С бьющимся сердцем, еще не подъехав к двери, выскакивает из саней Павел и, склонившись, приникает к стеклам, силясь сквозь их мглу комнату матери разглядеть. И он видит у старого орехового столика сморщенное, склоненное над починкой скатерти милое лицо. Бледные руки жалобно движут иглою; восемь часов, а не спит мама, не спит, на работе, может быть, чинит для него эту скатерть, а он… а он… Сердце сдавливается болью, — он ехать не хотел!
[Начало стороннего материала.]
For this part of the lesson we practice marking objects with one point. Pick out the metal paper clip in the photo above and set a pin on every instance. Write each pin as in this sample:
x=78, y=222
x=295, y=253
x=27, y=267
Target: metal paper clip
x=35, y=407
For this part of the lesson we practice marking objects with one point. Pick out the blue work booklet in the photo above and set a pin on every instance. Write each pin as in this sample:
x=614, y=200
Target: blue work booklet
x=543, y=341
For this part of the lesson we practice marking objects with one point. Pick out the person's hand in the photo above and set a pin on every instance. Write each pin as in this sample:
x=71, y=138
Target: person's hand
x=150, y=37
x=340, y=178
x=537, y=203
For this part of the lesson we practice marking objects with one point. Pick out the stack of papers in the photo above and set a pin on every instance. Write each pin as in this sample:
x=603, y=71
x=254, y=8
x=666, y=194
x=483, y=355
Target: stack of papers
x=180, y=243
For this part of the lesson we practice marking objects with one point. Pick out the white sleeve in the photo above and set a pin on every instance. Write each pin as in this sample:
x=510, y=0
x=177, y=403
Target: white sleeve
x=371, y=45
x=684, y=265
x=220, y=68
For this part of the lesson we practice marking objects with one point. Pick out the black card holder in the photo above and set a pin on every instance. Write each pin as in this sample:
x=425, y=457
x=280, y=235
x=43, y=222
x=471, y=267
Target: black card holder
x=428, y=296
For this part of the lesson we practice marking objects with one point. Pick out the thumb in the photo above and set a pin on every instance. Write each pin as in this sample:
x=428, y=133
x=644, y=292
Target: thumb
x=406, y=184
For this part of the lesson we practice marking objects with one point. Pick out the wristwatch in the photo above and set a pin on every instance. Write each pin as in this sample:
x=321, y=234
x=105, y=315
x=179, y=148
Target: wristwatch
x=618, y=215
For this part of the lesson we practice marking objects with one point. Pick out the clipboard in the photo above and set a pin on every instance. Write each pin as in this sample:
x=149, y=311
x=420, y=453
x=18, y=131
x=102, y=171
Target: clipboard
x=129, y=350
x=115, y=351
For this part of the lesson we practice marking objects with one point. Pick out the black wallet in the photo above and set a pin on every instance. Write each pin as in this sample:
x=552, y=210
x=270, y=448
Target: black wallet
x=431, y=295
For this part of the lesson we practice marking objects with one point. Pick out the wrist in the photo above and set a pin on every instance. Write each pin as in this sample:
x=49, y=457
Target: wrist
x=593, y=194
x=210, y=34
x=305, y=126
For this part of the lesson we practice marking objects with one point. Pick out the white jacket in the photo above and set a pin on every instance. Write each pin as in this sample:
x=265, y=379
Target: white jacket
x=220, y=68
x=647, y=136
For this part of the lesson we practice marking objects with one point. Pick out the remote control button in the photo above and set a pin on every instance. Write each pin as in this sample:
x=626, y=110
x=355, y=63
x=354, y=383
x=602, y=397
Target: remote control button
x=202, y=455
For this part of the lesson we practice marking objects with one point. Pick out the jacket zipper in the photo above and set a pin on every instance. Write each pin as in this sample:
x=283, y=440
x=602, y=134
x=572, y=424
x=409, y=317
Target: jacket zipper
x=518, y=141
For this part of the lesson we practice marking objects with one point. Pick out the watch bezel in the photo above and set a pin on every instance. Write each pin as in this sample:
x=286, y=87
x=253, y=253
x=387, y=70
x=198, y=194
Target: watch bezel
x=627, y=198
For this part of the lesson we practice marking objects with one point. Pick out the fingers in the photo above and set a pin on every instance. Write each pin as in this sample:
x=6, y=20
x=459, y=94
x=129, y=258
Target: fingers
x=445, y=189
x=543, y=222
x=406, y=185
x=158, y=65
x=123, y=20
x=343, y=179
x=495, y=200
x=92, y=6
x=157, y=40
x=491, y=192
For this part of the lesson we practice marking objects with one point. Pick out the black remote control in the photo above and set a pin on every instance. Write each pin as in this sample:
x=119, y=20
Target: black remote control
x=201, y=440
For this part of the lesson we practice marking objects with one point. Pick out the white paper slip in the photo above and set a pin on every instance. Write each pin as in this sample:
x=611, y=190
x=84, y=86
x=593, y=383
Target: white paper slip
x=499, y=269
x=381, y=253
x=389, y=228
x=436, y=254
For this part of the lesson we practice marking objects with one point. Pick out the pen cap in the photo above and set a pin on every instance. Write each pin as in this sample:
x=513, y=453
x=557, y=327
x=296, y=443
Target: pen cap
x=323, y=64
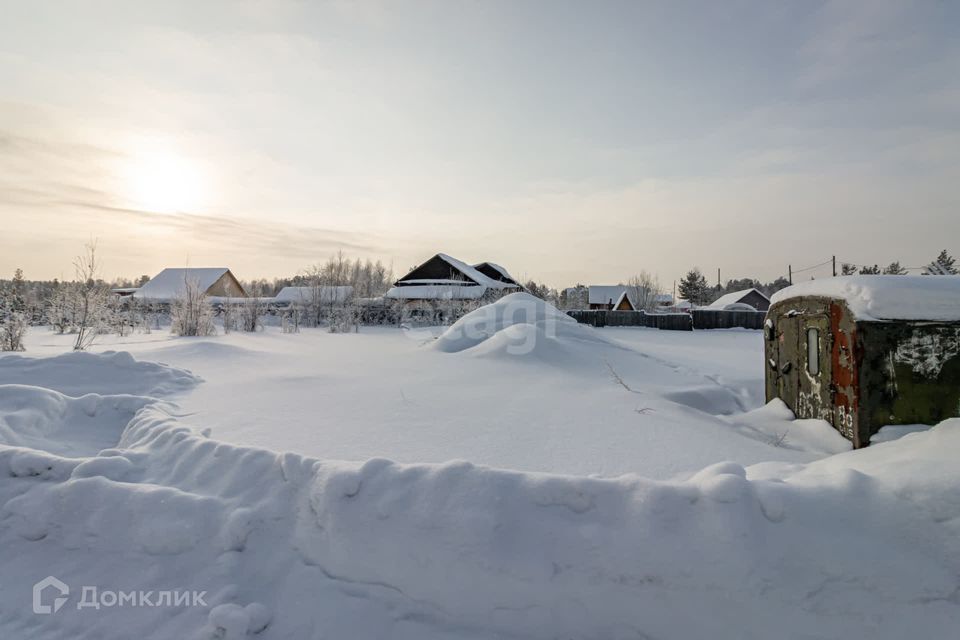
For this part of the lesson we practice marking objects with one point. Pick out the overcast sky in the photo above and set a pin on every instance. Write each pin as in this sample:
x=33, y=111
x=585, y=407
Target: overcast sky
x=569, y=141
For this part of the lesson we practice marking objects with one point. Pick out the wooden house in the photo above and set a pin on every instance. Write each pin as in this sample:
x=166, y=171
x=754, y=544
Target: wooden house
x=169, y=284
x=443, y=278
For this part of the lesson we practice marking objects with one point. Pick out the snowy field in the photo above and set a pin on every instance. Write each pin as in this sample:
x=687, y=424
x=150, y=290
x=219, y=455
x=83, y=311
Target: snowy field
x=513, y=476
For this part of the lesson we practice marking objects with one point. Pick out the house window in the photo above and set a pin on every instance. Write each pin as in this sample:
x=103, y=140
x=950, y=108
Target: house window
x=813, y=351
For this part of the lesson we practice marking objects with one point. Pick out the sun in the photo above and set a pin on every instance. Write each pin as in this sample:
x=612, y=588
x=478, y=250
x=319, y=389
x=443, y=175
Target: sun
x=161, y=180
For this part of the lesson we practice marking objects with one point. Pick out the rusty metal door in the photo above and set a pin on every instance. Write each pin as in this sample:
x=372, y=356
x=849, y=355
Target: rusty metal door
x=784, y=361
x=814, y=397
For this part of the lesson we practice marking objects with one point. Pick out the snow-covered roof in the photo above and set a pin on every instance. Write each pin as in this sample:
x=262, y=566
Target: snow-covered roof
x=731, y=298
x=616, y=305
x=493, y=265
x=170, y=283
x=604, y=294
x=887, y=297
x=437, y=292
x=473, y=274
x=327, y=294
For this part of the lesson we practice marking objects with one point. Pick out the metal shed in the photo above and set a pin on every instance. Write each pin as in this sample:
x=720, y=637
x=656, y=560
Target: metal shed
x=862, y=352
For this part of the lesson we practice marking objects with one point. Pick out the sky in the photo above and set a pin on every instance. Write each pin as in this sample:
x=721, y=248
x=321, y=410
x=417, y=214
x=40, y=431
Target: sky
x=570, y=141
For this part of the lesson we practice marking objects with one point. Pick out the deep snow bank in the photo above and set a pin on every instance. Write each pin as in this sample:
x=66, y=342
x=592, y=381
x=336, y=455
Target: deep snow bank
x=517, y=325
x=50, y=421
x=108, y=373
x=842, y=548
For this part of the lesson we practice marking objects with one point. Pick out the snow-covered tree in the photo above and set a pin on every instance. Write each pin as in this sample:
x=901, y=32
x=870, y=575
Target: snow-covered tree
x=90, y=298
x=694, y=288
x=643, y=289
x=942, y=266
x=13, y=319
x=252, y=309
x=191, y=313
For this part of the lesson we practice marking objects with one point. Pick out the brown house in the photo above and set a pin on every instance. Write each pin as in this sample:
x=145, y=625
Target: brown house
x=443, y=278
x=170, y=283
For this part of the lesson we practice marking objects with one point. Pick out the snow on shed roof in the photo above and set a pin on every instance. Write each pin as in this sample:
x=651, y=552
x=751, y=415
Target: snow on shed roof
x=882, y=297
x=290, y=295
x=169, y=283
x=493, y=265
x=733, y=297
x=605, y=294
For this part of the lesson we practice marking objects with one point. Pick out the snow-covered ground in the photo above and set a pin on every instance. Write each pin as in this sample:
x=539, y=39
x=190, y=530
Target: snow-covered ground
x=520, y=476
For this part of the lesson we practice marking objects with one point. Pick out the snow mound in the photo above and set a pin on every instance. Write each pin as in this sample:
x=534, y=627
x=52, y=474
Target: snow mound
x=516, y=325
x=47, y=420
x=109, y=373
x=776, y=424
x=886, y=297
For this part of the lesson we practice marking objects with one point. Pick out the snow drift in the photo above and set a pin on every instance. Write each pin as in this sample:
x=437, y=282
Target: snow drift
x=109, y=373
x=862, y=544
x=517, y=325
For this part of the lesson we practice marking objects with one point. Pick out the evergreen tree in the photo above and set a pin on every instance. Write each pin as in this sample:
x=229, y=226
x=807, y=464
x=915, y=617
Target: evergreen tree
x=693, y=287
x=894, y=269
x=942, y=266
x=18, y=301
— Мама! Мама! — забывшись, кричит Павлик на улице и ударяет в раму рукой, и машет рукою, и видит, как поднялось сморщенное лицо матери, как скатерть на пол упала, как мама его поворачивается и бежит.
И сам бежит он, бежит к подъезду, навстречу из глаз его текут слезы, он смеется и всхлипывает, как тринадцатилетний гимназист, он в нетерпении бьет в желтую дверь кулаками, а там уже громыхает засов, ворчит непослушный железный крюк или задвижка, вот что-то падает, лязгнув, и дверь распахивается, и с криком «Мама!» — Павел падает к выбежавшей матери на грудь.
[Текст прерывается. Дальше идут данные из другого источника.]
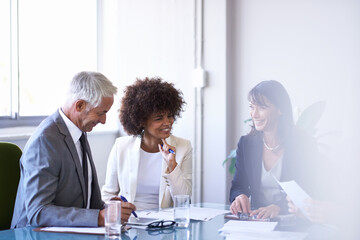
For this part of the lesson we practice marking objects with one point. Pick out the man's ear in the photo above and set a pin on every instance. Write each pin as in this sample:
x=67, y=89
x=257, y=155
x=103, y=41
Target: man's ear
x=80, y=105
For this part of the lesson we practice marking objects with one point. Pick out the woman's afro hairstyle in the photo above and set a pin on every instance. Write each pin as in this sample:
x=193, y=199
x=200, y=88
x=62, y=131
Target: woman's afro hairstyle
x=146, y=97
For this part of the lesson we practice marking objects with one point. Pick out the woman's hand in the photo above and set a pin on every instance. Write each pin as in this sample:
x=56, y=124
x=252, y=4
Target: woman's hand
x=169, y=157
x=270, y=211
x=240, y=204
x=317, y=211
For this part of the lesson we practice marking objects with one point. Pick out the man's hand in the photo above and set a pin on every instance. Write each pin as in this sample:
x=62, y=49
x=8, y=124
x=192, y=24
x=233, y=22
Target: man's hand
x=126, y=209
x=240, y=204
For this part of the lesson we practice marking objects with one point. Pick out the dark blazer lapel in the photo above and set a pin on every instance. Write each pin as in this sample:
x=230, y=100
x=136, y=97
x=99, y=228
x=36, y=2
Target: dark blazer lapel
x=72, y=148
x=254, y=153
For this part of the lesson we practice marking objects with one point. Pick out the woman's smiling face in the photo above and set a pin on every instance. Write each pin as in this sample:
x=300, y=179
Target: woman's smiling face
x=265, y=117
x=159, y=125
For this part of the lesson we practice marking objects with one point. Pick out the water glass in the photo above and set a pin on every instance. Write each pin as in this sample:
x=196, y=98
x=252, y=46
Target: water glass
x=113, y=219
x=182, y=210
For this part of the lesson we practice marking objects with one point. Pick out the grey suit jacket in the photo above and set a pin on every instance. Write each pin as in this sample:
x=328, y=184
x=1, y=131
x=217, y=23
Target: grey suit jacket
x=51, y=188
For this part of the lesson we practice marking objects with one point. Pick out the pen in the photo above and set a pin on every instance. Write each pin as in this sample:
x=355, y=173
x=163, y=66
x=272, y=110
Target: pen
x=170, y=150
x=133, y=212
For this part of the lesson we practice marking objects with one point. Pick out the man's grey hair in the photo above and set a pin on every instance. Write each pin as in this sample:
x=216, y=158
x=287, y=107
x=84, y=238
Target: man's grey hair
x=90, y=87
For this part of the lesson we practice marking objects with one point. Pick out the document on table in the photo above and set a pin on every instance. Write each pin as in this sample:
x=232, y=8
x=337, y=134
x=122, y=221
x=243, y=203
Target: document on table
x=274, y=235
x=296, y=194
x=85, y=230
x=238, y=230
x=196, y=213
x=234, y=226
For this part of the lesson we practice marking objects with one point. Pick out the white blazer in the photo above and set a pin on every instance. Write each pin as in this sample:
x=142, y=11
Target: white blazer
x=123, y=166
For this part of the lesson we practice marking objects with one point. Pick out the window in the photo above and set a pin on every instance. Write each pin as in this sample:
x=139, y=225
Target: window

Улыбается Умитбаев, сурово делая гримасы, чтобы смахнуть слезинки со своего желтого лица. Улыбается и седой дядя-извозчик, шмыгая красным носом, шевелит пальцами и наставительно говорит:
— Да-да, матерь… матерь она, брат, точно… которая, то есть, мать.
Как именинник сидит он в стареньком жестком кресле, пружины которого бодают и звенят. Кресло покрыто белым чехольчиком, все чисто и бело, но как все заплатано, боже мой, как все залатано этими милыми высохшими пальцами, на которых ревматические суставы!
Как друг именинника или как новорожденный сидит в противоположном кресле Умитбаев; широко улыбается он, кося на Павла глаза.
И уж шипит старенький, словно забытый самоварчик, входит и выходит Елизавета Николаевна из комнаты, приносит ватрушки, лепешечки, карамель, и улыбается Павел растроганно и нежно, и показывает киргизу на мать глазами, точно говоря: «Смотри, какая она!»
— Я ждала тебя, Павлик, только завтра вечером! — говорит она и счастливо крестится. — Зиночка меня уверяла, что поезд придет с опозданием, что раньше субботы вечера нечего и ждать.
— Какая же это Зиночка? — спрашивает рассеянно Павел.
Удивляется мама, обращается к Умитбаеву:
— Смотрите; он всех позабыл в своей столице, — Зиночка Шевелева, была замужем за чиновником, теперь овдовела, а все живет против нас.
И первая смутная тень ложится на лицо приехавшего: Зиночку он вспомнил, это та самая Зиночка, которая его преследовала, с которой раз он сидел за рекою в роще, и теперь к имени ее присоединяется угрюмое прозвище «вдова»; почему-то оно устрашает его, наполняет сердце тревогой и неприязнью. «Вдова — это та, которая была замужем и у которой умер муж, а она жива».
«Вот и у Таси умереть муж может…» — больно и непонятно прокатывается по сердцу. И умрет муж, и она останется жить, а он…
— О чем ты задумался? Ты кушать хочешь?
— Ах, мама!
— У меня в печке говядина жареная, кусочками, с картофелем.
— Мама, мама!
Уже ушла, возится в соседней комнате, переговариваясь с прислугой, потом выходит толстая девушка, похожая на румяную кулебяку, с рябинками на красном широком лице, с платочком на шее, с глазами как чернильные пятна, в бумазейной кофточке, материал которой словно прокалывают упругие груди.